China, Mother of Gardens
Author: Ernest Henry Wilson
Publisher:
Published: 1971
Total Pages: 498
ISBN-13:
DOWNLOAD EBOOKRead and Download eBook Full
Author: Ernest Henry Wilson
Publisher:
Published: 1971
Total Pages: 498
ISBN-13:
DOWNLOAD EBOOKAuthor: Ernest H. Wilson
Publisher:
Published: 2004
Total Pages: 484
ISBN-13: 9781597741828
DOWNLOAD EBOOKAuthor: Ernest Henry Wilson
Publisher:
Published:
Total Pages: 408
ISBN-13:
DOWNLOAD EBOOKAuthor: Ernest Henry Wilson
Publisher:
Published: 1971
Total Pages: 408
ISBN-13:
DOWNLOAD EBOOKAuthor: 马金双
Publisher:
Published: 2022
Total Pages: 0
ISBN-13: 9787521923445
DOWNLOAD EBOOKAuthor: Jane Kilpatrick
Publisher: Frances Lincoln Limited
Published: 2007
Total Pages: 288
ISBN-13: 9780711226302
DOWNLOAD EBOOKCelebrates the skilled gardeners of Imperial China through new research that opens a new chapter in the story of our garden plants.
Author: Zhuqing Li
Publisher: W. W. Norton & Company
Published: 2022-06-21
Total Pages: 294
ISBN-13: 0393541789
DOWNLOAD EBOOKA BookBrowse Best Nonfiction for Book Clubs in 2024 “Exceptional…[A] gripping narrative of one family divided by the ‘bamboo curtain.’” —Deirdre Mask, New York Times Book Review Sisters separated by war forge new identities as they are forced to choose between family, nation, and their own independence. Jun and Hong were scions of a once great southern Chinese family. Each other’s best friend, they grew up in the 1930s during the final days of Old China before the tumult of the twentieth century brought political revolution, violence, and a fractured national identity. By a quirk of timing, at the end of the Chinese Civil War, Jun ended up on an island under Nationalist control, and then settled in Taiwan, married a Nationalist general, and lived among fellow exiles at odds with everything the new Communist regime stood for on the mainland. Hong found herself an ocean away on the mainland, forced to publicly disavow both her own family background and her sister’s decision to abandon the party. A doctor by training, to overcome the suspicion created by her family circumstances, Hong endured two waves of “re-education” and internal exile, forced to work in some of the most desperately poor, remote areas of the country. Ambitious, determined, and resourceful, both women faced morally fraught decisions as they forged careers and families in the midst of political and social upheaval. Jun established one of U.S.-allied Taiwan’s most important trading companies. Hong became one of the most celebrated doctors in China, appearing on national media and honored for her dedication to medicine. Niece to both sisters, linguist and East Asian scholar Zhuqing Li tells her aunts’ story for the first time, honoring her family’s history with sympathy and grace. Daughters of the Flower Fragrant Garden is a window into the lives of women in twentieth-century China, a time of traumatic change and unparalleled resilience. In this riveting and deeply personal account, Li confronts the bitter political rivals of mainland China and Taiwan with elegance and unique insight, while celebrating her aunts’ remarkable legacies.
Author: Edwin T. Morris
Publisher: Scribner Book Company
Published: 1983
Total Pages: 304
ISBN-13:
DOWNLOAD EBOOKAuthor: Osvald Sirén
Publisher:
Published: 1949
Total Pages: 394
ISBN-13:
DOWNLOAD EBOOKAuthor: Gail Tsukiyama
Publisher: St.
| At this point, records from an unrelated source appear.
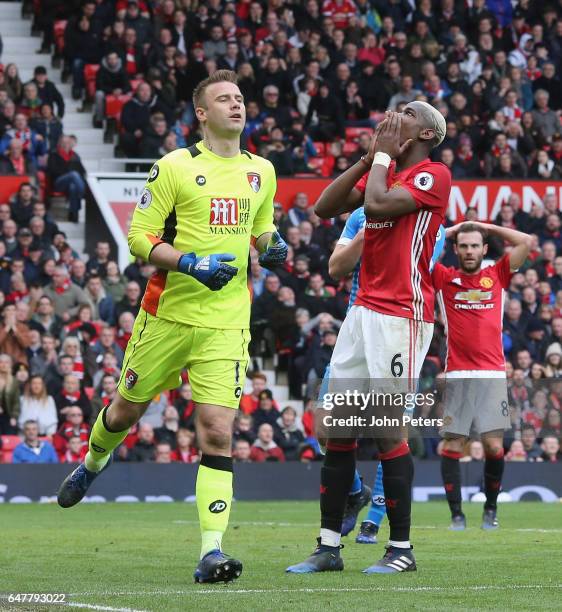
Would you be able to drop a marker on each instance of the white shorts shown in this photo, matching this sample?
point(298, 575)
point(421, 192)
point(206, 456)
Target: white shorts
point(475, 398)
point(372, 345)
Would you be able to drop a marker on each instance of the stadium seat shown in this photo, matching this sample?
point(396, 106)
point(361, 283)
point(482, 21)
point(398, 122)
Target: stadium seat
point(135, 83)
point(114, 105)
point(90, 72)
point(8, 445)
point(353, 133)
point(58, 29)
point(376, 116)
point(350, 147)
point(316, 162)
point(320, 148)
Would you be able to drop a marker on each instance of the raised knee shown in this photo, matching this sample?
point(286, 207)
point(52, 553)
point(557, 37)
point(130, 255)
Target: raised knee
point(217, 435)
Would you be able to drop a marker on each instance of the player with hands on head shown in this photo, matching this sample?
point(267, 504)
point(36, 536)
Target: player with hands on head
point(201, 209)
point(471, 297)
point(387, 332)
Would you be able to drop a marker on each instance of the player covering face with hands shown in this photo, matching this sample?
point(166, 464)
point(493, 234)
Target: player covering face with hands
point(199, 212)
point(387, 332)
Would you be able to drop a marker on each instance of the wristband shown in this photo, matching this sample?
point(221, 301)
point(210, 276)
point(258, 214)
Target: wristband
point(383, 159)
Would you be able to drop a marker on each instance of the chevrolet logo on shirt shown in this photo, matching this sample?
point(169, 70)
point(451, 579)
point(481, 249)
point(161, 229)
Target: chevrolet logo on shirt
point(473, 296)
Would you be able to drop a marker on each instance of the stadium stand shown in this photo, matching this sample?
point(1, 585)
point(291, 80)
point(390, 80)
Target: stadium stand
point(317, 78)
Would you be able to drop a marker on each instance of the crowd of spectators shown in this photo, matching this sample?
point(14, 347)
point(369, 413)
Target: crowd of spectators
point(32, 142)
point(314, 74)
point(313, 70)
point(66, 323)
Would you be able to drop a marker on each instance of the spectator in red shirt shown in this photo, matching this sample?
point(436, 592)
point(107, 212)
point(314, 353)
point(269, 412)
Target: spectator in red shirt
point(242, 451)
point(74, 426)
point(340, 11)
point(371, 52)
point(163, 453)
point(551, 449)
point(264, 448)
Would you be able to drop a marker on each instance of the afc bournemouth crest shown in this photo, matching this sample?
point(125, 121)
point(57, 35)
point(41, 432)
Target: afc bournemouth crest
point(255, 180)
point(130, 378)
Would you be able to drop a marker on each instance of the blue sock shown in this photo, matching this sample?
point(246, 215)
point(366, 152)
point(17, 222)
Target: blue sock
point(357, 484)
point(377, 510)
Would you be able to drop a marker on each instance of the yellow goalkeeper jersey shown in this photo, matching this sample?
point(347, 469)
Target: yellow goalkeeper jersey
point(200, 202)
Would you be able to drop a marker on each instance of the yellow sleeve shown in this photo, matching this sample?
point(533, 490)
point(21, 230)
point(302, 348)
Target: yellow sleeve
point(263, 221)
point(155, 205)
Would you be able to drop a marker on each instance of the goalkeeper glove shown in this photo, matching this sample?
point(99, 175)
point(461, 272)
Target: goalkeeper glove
point(275, 253)
point(209, 270)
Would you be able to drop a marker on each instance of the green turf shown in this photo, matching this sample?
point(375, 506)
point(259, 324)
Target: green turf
point(142, 556)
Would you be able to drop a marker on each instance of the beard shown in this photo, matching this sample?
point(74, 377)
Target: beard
point(471, 265)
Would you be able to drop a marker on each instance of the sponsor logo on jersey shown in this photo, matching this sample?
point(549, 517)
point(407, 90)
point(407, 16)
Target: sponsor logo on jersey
point(131, 378)
point(379, 224)
point(217, 506)
point(224, 211)
point(474, 296)
point(424, 181)
point(146, 198)
point(154, 173)
point(229, 216)
point(473, 300)
point(255, 180)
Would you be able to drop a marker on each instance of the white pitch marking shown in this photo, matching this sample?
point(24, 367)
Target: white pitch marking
point(74, 604)
point(229, 591)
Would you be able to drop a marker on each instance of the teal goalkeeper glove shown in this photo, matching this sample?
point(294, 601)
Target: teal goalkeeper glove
point(275, 253)
point(209, 270)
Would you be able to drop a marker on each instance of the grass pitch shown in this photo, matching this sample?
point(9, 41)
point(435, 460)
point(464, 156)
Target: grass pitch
point(130, 557)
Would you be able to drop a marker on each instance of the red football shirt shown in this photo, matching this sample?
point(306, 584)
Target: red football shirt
point(395, 278)
point(340, 13)
point(472, 307)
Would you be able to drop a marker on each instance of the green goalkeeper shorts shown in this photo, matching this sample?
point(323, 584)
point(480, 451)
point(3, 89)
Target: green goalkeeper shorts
point(159, 350)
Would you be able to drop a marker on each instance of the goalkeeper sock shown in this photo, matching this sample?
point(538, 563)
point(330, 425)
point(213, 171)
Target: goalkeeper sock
point(493, 472)
point(335, 483)
point(103, 441)
point(377, 509)
point(398, 475)
point(213, 492)
point(451, 474)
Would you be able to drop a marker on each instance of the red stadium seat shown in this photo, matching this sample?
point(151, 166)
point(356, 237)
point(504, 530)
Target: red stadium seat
point(114, 105)
point(58, 29)
point(90, 72)
point(135, 83)
point(316, 162)
point(320, 147)
point(350, 147)
point(8, 445)
point(353, 133)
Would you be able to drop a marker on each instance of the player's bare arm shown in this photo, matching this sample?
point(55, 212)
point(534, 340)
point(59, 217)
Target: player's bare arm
point(520, 241)
point(345, 257)
point(341, 195)
point(381, 202)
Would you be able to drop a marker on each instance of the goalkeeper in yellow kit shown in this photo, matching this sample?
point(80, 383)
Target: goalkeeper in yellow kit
point(199, 212)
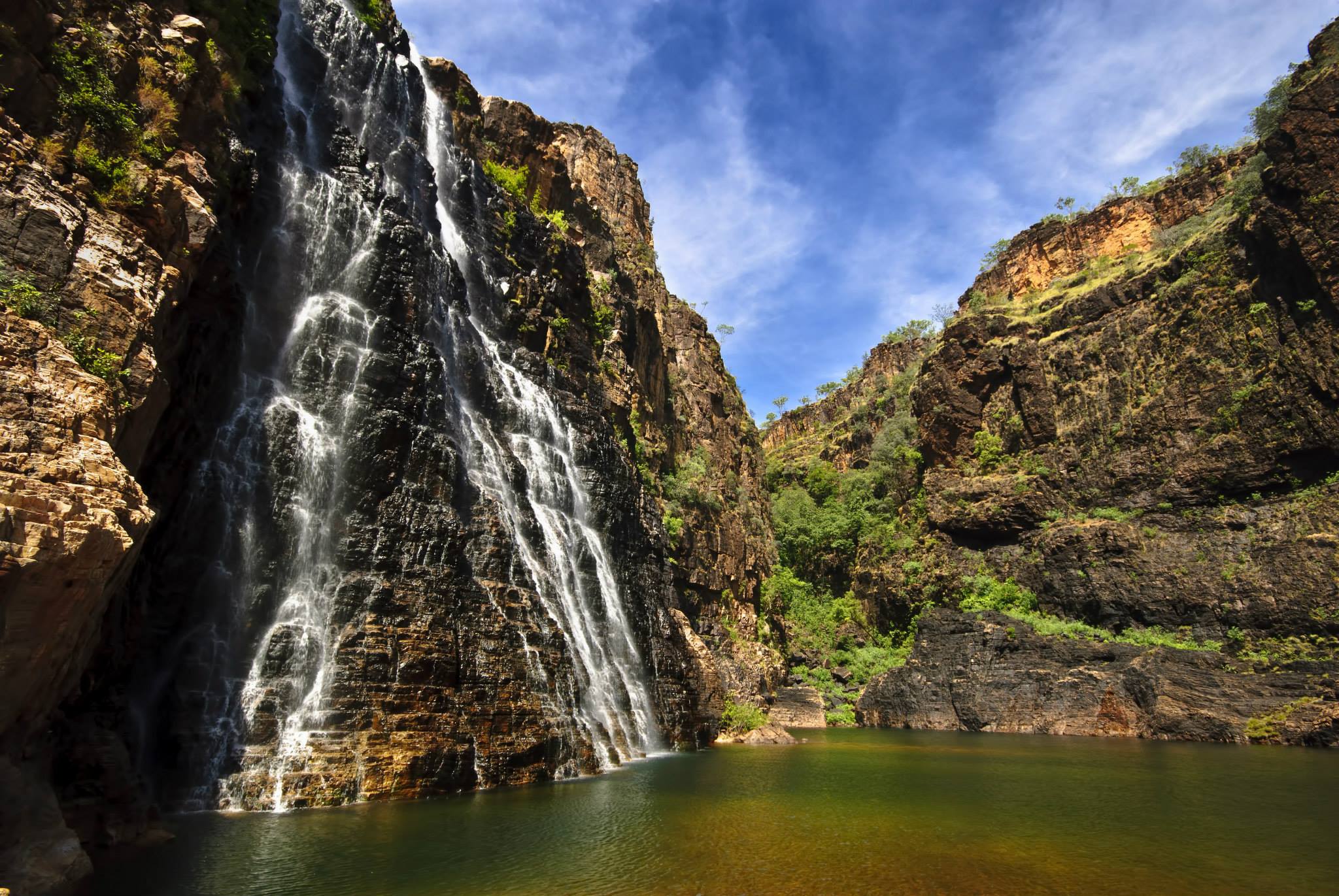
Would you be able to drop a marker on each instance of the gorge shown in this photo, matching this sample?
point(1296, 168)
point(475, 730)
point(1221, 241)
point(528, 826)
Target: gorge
point(355, 450)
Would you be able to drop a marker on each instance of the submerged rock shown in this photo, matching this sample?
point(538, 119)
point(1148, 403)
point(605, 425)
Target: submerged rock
point(798, 708)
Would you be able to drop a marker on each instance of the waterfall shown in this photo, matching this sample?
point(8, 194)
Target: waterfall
point(316, 323)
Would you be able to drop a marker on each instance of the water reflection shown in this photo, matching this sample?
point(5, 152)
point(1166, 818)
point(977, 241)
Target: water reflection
point(851, 812)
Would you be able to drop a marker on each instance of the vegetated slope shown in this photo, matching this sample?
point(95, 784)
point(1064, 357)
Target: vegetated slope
point(1119, 508)
point(679, 416)
point(137, 174)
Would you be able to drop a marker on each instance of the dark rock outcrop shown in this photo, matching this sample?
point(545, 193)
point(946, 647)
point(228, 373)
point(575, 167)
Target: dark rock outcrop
point(994, 674)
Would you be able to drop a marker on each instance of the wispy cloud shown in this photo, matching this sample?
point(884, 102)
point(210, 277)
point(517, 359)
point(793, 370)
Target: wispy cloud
point(568, 59)
point(1094, 91)
point(821, 173)
point(728, 229)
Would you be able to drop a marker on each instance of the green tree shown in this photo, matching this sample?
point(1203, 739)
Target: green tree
point(994, 255)
point(1193, 157)
point(1266, 117)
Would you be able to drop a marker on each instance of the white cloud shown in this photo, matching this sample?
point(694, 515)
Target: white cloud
point(728, 229)
point(568, 59)
point(1089, 93)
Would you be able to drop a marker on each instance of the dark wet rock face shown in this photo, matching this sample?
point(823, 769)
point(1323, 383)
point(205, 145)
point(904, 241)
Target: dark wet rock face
point(994, 674)
point(365, 518)
point(1134, 417)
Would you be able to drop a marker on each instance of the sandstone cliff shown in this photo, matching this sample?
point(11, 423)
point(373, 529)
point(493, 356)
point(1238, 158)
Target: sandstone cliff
point(1127, 440)
point(145, 292)
point(649, 357)
point(118, 169)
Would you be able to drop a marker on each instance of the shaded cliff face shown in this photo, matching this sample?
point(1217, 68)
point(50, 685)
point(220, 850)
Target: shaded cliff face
point(356, 489)
point(1128, 441)
point(120, 173)
point(649, 357)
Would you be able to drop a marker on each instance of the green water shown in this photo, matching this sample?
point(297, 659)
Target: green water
point(849, 812)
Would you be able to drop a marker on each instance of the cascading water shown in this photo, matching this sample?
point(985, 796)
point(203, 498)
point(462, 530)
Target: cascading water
point(283, 463)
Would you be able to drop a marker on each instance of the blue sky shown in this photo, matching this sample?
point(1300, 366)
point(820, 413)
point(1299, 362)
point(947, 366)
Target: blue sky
point(822, 172)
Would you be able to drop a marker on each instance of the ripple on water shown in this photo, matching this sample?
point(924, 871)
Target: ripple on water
point(849, 812)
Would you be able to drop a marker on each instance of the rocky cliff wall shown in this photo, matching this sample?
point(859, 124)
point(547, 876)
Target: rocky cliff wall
point(1127, 440)
point(137, 263)
point(651, 359)
point(120, 173)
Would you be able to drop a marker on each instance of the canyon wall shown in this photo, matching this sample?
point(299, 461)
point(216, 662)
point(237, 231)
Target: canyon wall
point(365, 559)
point(1127, 440)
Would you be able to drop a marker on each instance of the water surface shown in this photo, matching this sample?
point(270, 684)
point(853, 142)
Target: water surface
point(849, 812)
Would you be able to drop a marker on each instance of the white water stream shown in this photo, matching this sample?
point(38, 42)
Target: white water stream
point(301, 410)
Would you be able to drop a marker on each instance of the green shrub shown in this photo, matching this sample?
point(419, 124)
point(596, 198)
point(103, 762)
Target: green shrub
point(512, 180)
point(1193, 157)
point(19, 295)
point(556, 219)
point(690, 482)
point(844, 717)
point(989, 449)
point(994, 255)
point(1266, 117)
point(99, 362)
point(741, 718)
point(602, 320)
point(82, 65)
point(674, 528)
point(983, 592)
point(373, 12)
point(912, 330)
Martin's Griffin
Published: 2008-06-24
Total Pages: 224
ISBN-13: 1429965142
DOWNLOAD EBOOKThe daughter of a Chinese mother and a Japanese father, Gail Tsukiyama's The Samurai's Garden uses the Japanese invasion of China during the late 1930s as a somber backdrop for this extraordinary story. A 20-year-old Chinese painter named Stephen is sent to his family's summer home in a Japanese coastal village to recover from a bout with tuberculosis. Here he is cared for by Matsu, a reticent housekeeper and a master gardener. Over the course of a remarkable year, Stephen learns Matsu's secret and gains not only physical strength, but also profound spiritual insight. Matsu is a samurai of the soul, a man devoted to doing good and finding beauty in a cruel and arbitrary world, and Stephen is a noble student, learning to appreciate Matsu's generous and nurturing way of life and to love Matsu's soulmate, gentle Sachi, a woman afflicted with leprosy.